In the busy, cramped Kyaung Kone neighbourhood in Sanchaung Township, life is as normal as it gets, that is by Yangon standard. Fruit vendors sit on the street corner, quaint teashops with plastic, child-sized chairs await nearby.

In one of the double-storey houses right on Kyaung Kone Street, tucked on the second floor, at the very back of the room, a bespectacled woman is busy making candles.

First, she melts soy wax, then adds dye block to the melted wax and stirs it. Fragrance comes next. As the wax cools, she places wick sticks on the bottom of the pre-tabbed wicks and centres them inside small jars. At around 57 C, the wax is ready to be carefully poured into the jars – the room all the while smelling arrestingly fresh and warm.

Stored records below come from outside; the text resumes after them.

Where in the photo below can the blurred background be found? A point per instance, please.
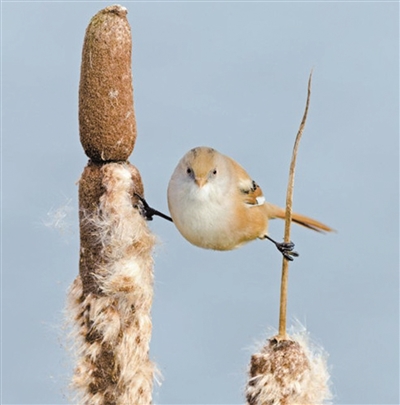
(230, 75)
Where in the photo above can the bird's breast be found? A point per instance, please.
(203, 216)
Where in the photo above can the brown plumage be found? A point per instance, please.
(216, 205)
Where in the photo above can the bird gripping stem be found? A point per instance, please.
(282, 335)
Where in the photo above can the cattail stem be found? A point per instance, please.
(110, 300)
(282, 335)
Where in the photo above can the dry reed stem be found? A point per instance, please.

Meet Ma Khin Swe, Myanmar’s first, if not the only, scented candle maker. A recent repat, Swe had only returned to Yangon last year after spending eight years working as a secretary in Dubai. It was during her time overseas that she learned the art of the trade, coming home with not only a penchant for designer perfumes, but also a professional diploma in the industry.

Ma Khin Swe, Founder of KOKO Soy Candles at her office

“I’ve always been very passionate about perfumes and candles. I believe they have a spiritual element that’s good for the soul. Your house may be small, but if it smells nice, it’ll bring you a good aura,” says Swe, who’s into musky, woody and bold scents.

At first, she toyed with the idea of selling imported designer perfumes. But after finding out that the import tax could be as high as 50 per cent of the price, she balked.

Armed with professional know-how, and seeing market potential in the burgeoning repat community in Yangon, Swe decided she wanted to establish a business in candle making, or soy candle making, to be exact. The name “Koko” is a name play and an ode to one of her biggest inspirations, French fashion designer, founder and namesake of the Chanel brand, Coco Chanel.

Soon, Swe began traveling to Thailand and Singapore in search of vendors of organic wax supplies, most of which are American-made. A friend in Dubai helps her connect with perfume laboratories in Paris.

Back at home, Swe got to work, creating her own scents by blending fragrances, and at the same time, building presence on social media. She also took to registering the Koko Soy Candles trademark. An active member of Yangon Collective, Swe makes sure to always participate in pop-up markets, trade shows and other communal events.

Various Scents of KOKO Soy Candles

Her hard work began to pay off. Beginning with one retailer, retroretro, more distributors caught on. By now, Koko Soy Candles are available at retail stores throughout Yangon, Mandalay, Naypyitaw, Mawlamyine, Ngwe Saung, Kalaw and Bagan.

As demands for her products increase, Swe needed more help. She looked around the neighbourhood and turned to her very own neighbours, who are mostly housewives with a lot of spare time.

“In a way, it’s never really been only about business. There are social aspects to it, because a lot of it has to do with involving the community around me. The job may be as simple as putting labels or packing the candles, but for these women it means a lot. I also make sure that some of the proceeds from the sale would go to help underprivileged children,” Swe says.

These days, between tending to her elderly grandmother, whom she cites as the main reason she returned to Myanmar, Swe is busy concocting new blends. When she first started, she sold seven different types of scented candles. That number has since expanded into 30, offered in jars, tins and tea lights.

Her latest series, released just in time to welcome the monsoon season, include Maymyo Moe (means heavy rain in Myanmar) – which smells like the crisp, cool freshly fallen rain – and Fresh Cut Grass – a familiar, heady scent of freshly cut lawn.

But it’s the Koko Soy Candles’ Classic Series, dubbed as Simply Myanmar, that Swe holds really dear to her heart. The three scents – Mesua Ferrea, Thanakha and White Jasmine – aptly represent her love of her home country.

“The thanakha soy candles are really special. The scent is original, produced using fragrance oil that was especially made for me. I sent real thanakha to a perfume laboratory in Paris and had it done,” she explains proudly.

Beginning in July, Swe will be offering candle-making classes at her workshop in Sanchaung.

“I want to educate people in Myanmar about scented candles and what they can benefit from using these candles,” says Swe.

With a mission to touch others’ lives in a positive way, Swe looks passionately into the future, lighting a candle at a time.